# Generate your VERY own REDNECK name



## Mon Mon (Mar 1, 2003)

http://www.amiredneckornot.com/name/index.php3


----------



## Rich Parsons (Mar 1, 2003)

Rich Pasons = Jethro John

Richard Parsons = Slim Coaltane

Richard Parsons = Cooter Hatfield


:shrug:   :rofl:


----------



## arnisador (Mar 1, 2003)

We've moved the other thread to the Humor section. Please, keep the discussions appropriate for MartialTalk.

-Arnisador
-MT Admin-


----------



## sweeper (Mar 1, 2003)

hmm..

Red-eye McCoy

it's kinda interesting because alot of times I forget to sleep and my eyes are bloodshot.


----------



## tarabos (Mar 2, 2003)

Zacharia Shine....i like it...


----------



## Mickey (Mar 3, 2003)

mickey = buckaroo


----------



## cali_tkdbruin (Mar 3, 2003)

Check this out:

*cali taekwondo bruin* -> From now on your 
Ma and Pa will call you *Po Bodine* :rofl: 

*R.* -> From now on your Ma and Pa will call you *Honest Trash*... :rofl: :rofl: :lol:


----------



## Seig (Mar 3, 2003)

Michael Seigel From now on your 
Ma and Pa will call you Cooter Lightnin' 


Rich, I guess this makes us cuzzins


----------



## Rich Parsons (Mar 3, 2003)

> _Originally posted by Seig _
> *Michael Seigel From now on your
> Ma and Pa will call you Cooter Lightnin'
> 
> ...




I could count worse people to be my cuzzin.
I guess that makes Tess part of my family also. 

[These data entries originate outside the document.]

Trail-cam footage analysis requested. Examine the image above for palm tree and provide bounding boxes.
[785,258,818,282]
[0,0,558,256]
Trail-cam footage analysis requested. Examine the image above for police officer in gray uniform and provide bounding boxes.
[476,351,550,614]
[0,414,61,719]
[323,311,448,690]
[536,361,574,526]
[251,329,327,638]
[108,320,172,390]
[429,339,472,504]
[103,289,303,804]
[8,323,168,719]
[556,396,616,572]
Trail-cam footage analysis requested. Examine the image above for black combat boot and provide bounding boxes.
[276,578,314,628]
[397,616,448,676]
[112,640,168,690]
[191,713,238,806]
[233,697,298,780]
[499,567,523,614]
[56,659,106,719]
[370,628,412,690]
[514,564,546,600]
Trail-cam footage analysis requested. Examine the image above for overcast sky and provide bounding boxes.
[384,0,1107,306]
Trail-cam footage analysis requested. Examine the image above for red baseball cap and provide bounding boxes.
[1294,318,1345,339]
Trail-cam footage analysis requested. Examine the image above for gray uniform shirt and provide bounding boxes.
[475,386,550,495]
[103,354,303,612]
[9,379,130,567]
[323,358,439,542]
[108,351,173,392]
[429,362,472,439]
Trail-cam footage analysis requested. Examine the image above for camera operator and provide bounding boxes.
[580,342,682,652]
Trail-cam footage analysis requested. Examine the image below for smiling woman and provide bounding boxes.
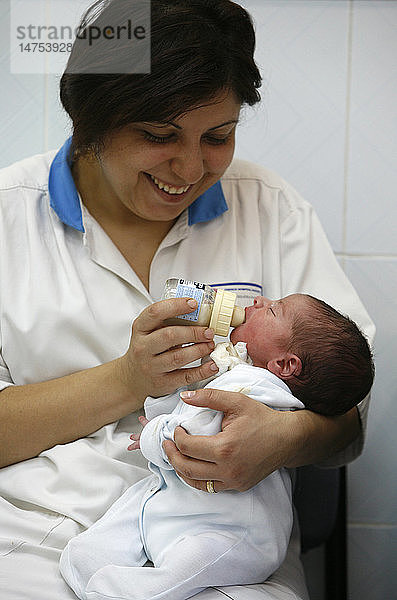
[0,0,373,600]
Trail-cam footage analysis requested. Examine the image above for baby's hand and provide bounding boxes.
[127,416,149,450]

So, if I am family why was I not invited to teh wedding? 


 :rofl:


----------



## Cliarlaoch (Mar 3, 2003)

Chris Taylor = Leo Buckle

Cliarlaoch = Zacharia Trash

Christopher Taylor = Digger John

"Moo Moo" (for comedic purposes) = Slim Noggin


----------



## D_Brady (Mar 3, 2003)

Dan Brady-- Trailer Noggin 

  Funny, I been called that before,


----------



## Mon Mon (Mar 3, 2003)

Timothy Craig= Ol' Bodine


----------



## Seig (Mar 4, 2003)

> _Originally posted by Rich Parsons _
> *I could count worse people to be my cuzzin.
> I guess that makes Tess part of my family also.
> 
> ...


Cause, I'm a cheap bastard


----------



## Rich Parsons (Mar 4, 2003)

> _Originally posted by Seig _
> *Cause, I'm a cheap bastard *



Well then That I can understand. 

I really think we are family. :rofl:


----------



## Mon Mon (Mar 4, 2003)

Martial Talk From now on your 
Ma and Pa will call you Jim Duke


----------



## Cruentus (Mar 4, 2003)

Dwight Noggin.


----------



## KenpoTess (Mar 5, 2003)

hmmmms

Ma and Pa will call you Zeke Pickins


----------



## TLH3rdDan (Mar 5, 2003)

Travis Hale From now on your 
Ma and Pa will call you Abraham McCoy 

tlh3rddan From now on your 
Ma and Pa will call you Rosco Hogg 


i like the second best lol


----------



## Seig (Mar 6, 2003)

> _Originally posted by TLH3rdDan _
> *Travis Hale From now on your
> Ma and Pa will call you Abraham McCoy
> 
> ...


That gives a very gross impression of you being the offspring of Roscoe P Coltrane and Boss Hogg........


----------



## TLH3rdDan (Mar 10, 2003)

lol yeah that is a pretty sick mental image but its still a cool redneck name lol


----------



## Master of Blades (Mar 11, 2003)

Master of Blades From now on your 
Ma and Pa will call you Bubba Jack 

Joseph From now on your 
Ma and Pa will call you Trailer Coaltane

Joseph Gale From now on your 
Ma and Pa will call you Zacharia McCoy 


:shrug:


----------



## jfarnsworth (Mar 11, 2003)

> _Originally posted by Seig _
> *That gives a very gross impression of you being the offspring of Roscoe P Coltrane and Boss Hogg........ *




That's just plain old ugly!


----------



## Seig (Mar 12, 2003)

> _Originally posted by jfarnsworth _
> *That's just plain old ugly! *


Wonder if he has a basset hound?


----------



## jfarnsworth (Mar 12, 2003)

> _Originally posted by Seig _
> *Wonder if he has a basset hound? *



He actually probably does.


----------



## jeffkyle (Mar 13, 2003)

Digger Justus


----------